The Danish authorities are estimating that the risk of getting infections with the B1.351 mutation, also known as the South African mutation, from the border regions and into Denmark has increased.
As a result has the government decided to introduce two changes to the current rules of entry for people resident in the border areas when it comes to testing and self-isolation, entering into effect from tomorrow, the 17th of February 2021.
I will let the official description speak for itself as it's quite clear on its own:
(...) the Government has introduced stricter requirements for persons entering Denmark from the border regions, including Schleswig-Holstein, southern Sweden (the provinces of Blekinge and Scania) and western Sweden (the provinces of Halland and West Gothia). This entails that persons who enter Denmark with a worthy purpose must be able to present a negative COVID-19 test taken no more than 72 hours before entry. Under the rules applicable so far, the test must have been taken no more than seven days before entry.

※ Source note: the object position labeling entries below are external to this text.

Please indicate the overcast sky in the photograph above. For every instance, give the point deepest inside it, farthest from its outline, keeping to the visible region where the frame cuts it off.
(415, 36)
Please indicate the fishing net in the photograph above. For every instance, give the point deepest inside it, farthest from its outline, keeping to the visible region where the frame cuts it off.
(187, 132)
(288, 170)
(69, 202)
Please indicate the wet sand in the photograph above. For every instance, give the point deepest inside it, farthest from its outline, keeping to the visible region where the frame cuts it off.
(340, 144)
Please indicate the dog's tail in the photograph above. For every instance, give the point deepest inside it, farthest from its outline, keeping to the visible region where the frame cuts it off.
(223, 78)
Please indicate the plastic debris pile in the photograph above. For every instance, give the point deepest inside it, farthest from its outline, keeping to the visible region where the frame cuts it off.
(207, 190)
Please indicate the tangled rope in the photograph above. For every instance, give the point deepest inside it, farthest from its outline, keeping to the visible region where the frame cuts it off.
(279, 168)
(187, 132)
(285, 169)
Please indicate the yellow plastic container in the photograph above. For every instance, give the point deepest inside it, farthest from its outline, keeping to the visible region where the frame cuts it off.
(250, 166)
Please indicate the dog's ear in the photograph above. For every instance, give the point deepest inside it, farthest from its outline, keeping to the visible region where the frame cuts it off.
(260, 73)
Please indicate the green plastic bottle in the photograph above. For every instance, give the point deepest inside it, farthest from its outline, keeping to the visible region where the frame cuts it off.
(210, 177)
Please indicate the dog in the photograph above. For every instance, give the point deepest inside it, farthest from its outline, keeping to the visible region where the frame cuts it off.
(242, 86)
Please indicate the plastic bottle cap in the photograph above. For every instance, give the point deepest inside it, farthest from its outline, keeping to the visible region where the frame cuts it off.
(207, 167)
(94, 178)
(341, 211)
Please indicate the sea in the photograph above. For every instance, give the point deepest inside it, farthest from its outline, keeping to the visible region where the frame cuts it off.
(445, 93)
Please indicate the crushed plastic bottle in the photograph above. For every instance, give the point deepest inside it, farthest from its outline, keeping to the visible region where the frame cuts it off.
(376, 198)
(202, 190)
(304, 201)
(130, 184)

The Government has also introduced stricter post-entry testing and self-isolation requirements for persons (also Danes) who arrive to work, provide services, visit a close relative or live in a border region. Under the rules applicable so far, it has been possible in some circumstances to derogate from the post-entry testing and self-isolation requirements if the relevant person presented a negative COVID-19 test taken no more than seven days before entry. This rule has been tightened to the effect that the test must have been taken no more than 72 hours before entry.
The changes will take effect on 17 February 2021. The rules applicable so far will remain in force until 17 February 2021.